I understand that the legal process must take its course, but beyond the law, I feel a quiet plea rising, that we slow down, that we soften, that we remember we are dealing with human pain, not just positions and arguments. The noise is loud, but beneath it is a grieving family, and I cannot ignore that.
I say this with sincerity, some
what I have read and heard has been painfully lacking in compassion. Not everyone understands the loss of a parent, the silence it leaves, the ache that does not explain itself, but that is exactly why we must choose kindness over harshness. Words have weight, and right now, some of those words are cutting far deeper than we realize.
In this moment, I am asking us to remove the labels, the politics, the sides, and simply stand as human beings, as Zambians. Before anything else, there is a family trying to hold on to dignity in the middle of public scrutiny, and there is a nation watching itself unfold. We cannot let power, pride, or opinion strip away our humanity.
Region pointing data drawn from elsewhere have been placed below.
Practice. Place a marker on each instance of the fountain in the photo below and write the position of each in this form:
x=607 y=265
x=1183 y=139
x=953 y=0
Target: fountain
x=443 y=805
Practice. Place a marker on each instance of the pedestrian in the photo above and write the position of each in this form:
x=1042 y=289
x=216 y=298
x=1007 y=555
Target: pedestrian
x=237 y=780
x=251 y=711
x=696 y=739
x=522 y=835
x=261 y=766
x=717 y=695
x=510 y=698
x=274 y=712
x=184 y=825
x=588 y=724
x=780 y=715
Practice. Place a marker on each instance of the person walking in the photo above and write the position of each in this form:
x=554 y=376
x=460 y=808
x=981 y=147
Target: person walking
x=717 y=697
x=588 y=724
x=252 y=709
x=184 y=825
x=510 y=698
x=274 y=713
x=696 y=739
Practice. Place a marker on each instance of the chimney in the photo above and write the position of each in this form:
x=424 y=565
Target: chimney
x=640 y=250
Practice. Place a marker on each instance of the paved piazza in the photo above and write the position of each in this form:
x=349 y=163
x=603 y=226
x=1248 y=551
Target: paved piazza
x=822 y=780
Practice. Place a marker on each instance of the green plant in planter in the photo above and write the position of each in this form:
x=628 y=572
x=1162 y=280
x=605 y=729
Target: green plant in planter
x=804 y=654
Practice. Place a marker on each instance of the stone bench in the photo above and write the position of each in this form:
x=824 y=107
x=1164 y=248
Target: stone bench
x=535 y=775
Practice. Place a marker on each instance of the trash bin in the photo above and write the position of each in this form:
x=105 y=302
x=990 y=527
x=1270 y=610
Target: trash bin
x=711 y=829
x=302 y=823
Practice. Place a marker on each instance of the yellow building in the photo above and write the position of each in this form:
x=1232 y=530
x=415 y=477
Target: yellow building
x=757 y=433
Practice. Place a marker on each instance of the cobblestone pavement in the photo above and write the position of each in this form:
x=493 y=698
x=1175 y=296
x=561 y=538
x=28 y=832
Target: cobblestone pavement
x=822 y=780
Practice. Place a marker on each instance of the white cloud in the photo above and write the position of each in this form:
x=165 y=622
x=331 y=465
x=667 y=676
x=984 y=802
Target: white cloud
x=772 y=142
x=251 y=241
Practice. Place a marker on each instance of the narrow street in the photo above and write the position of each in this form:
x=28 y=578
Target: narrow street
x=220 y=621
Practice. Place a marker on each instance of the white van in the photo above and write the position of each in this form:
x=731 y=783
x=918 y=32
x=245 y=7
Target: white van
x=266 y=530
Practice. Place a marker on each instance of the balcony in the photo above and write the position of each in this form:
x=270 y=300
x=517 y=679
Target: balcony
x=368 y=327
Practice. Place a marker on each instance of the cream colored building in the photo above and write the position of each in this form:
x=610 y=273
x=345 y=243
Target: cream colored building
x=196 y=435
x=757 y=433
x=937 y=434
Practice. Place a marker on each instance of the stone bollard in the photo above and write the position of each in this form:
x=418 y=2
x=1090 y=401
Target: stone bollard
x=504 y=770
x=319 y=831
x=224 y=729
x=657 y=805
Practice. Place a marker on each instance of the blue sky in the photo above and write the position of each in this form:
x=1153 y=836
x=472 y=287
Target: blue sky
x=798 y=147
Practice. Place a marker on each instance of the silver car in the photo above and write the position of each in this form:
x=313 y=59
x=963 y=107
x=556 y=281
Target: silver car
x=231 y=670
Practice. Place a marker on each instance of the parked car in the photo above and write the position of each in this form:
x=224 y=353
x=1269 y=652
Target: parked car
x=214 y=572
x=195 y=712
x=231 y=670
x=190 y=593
What we do now will echo far beyond this moment. The name of Zambia carries a history, a dignity built over generations, and I feel, deeply, that it is being tested. The world does not only see what we decide, it sees how we feel, how we speak, how we treat each other when it matters most. If we lose compassion here, we lose something far greater than an argument.
So I appeal, not as someone trying to be right, but as a fellow human being, let us choose restraint, let us choose empathy, let us choose dignity. Let us remember that one day, it could be any of us on the receiving end of such pain. And when that day comes, we would not ask for power or noise, we would ask for understanding.